Standing the test of time? Reflections on the concept of the continuum of sexual violence
1
Liz Kelly
Meet Liz Kelly
Liz Kelly holds the Roddick Chair on violence against women at London Metropolitan University, where she has been Director of the Child and Woman Abuse Studies Unit (
www.cwasu.org
) for almost 20 years. The Unit is recognised as a ‘world leader’ for its policy-relevant research and also runs the only MA in Women and Child Abuse in Europe. The concept of the ‘continuum of violence’ was developed during Liz’s PhD research, and has been used – sometimes in ways not intended – by many around the globe since. It is perhaps the most satisfying contribution one can make as an academic to bring something into language which stands the test of time.

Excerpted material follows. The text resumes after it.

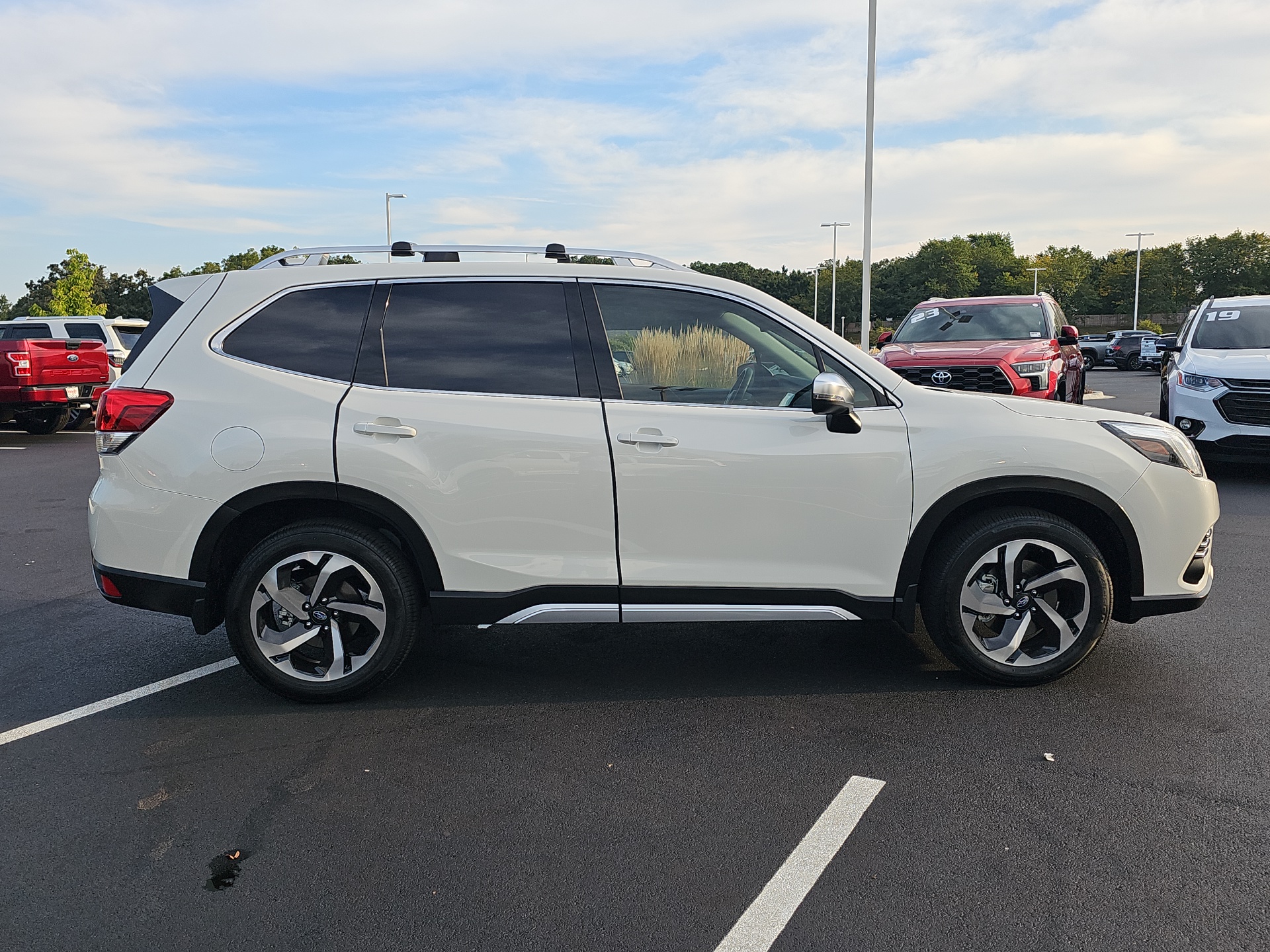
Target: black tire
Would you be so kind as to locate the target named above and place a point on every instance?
(967, 543)
(374, 555)
(45, 422)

It seems appropriate in this preface to locate the concept of the continuum of sexual violence
2
(Kelly 1987) in my own and wider feminist thinking. In the 1980s the knowledge base and theoretical frameworks available were considerably less developed than today, and for much of the twentieth
century violence against women was considered rare, committed by deviant men and/or in dysfunctional families, with a focus in theorising – academic and populist – on how the victims contributed to their own fate. Much of what we knew as feminists, therefore, originated not in research, but consciousness-raising (CR) groups and/or working in women’s services, especially refuges and rape crisis centres. Both were spaces in which women told stories about their lives, and in the process questioned clinical and research constructions, which in turn led to making links between what in traditional discourses were considered disconnected events/experiences. There was not at this point, however, a strong sense of just how common violence was in women’s lives, and many key feminist texts continued to differentiate men who used violence from the majority of ‘normal’ men (see, for example, Brownmiller 1975).
This was the context in which I began my PhD, within which the continuum concept emerged. The impetus to explore the range of forms of violence in women’s lives was twofold: my own encounters with ‘minor’ intimate intrusions as an adolescent and listening to women in CR groups and workshops tell similar stories, including how they changed their behaviour as
a consequence; and a young Finnish au pair who sought out the refuge I worked in as a place to ‘be’ on her day off. She was the first to recount to me a story of sexual abuse by her father, and saw connections between her story and those of the women living in the refuge, which in turn raised new questions for me. The first issue raised the fundamental question of who decides what is abusive, what matters, what should be counted; the second, what is it that connects violations that take place in different relationships/ contexts/points in the life course? The concept of the continuum, and the thinking that informed it, was an engagement with both, and extended existing feminist analysis of particular forms of violence. Judith Herman (1981) had defined incest as an exaggeration of patriarchal family norms rather than a departure from them and Scully and Marolla (1985) argued that rape was the end point of a ‘socially sanctioned continuum of male sexual aggression’. Both located sexual violence within the structures of patriarchy, and what would later be theorised as heteronormativity (Jackson 1999) and constructions of masculinity (Connell 1995).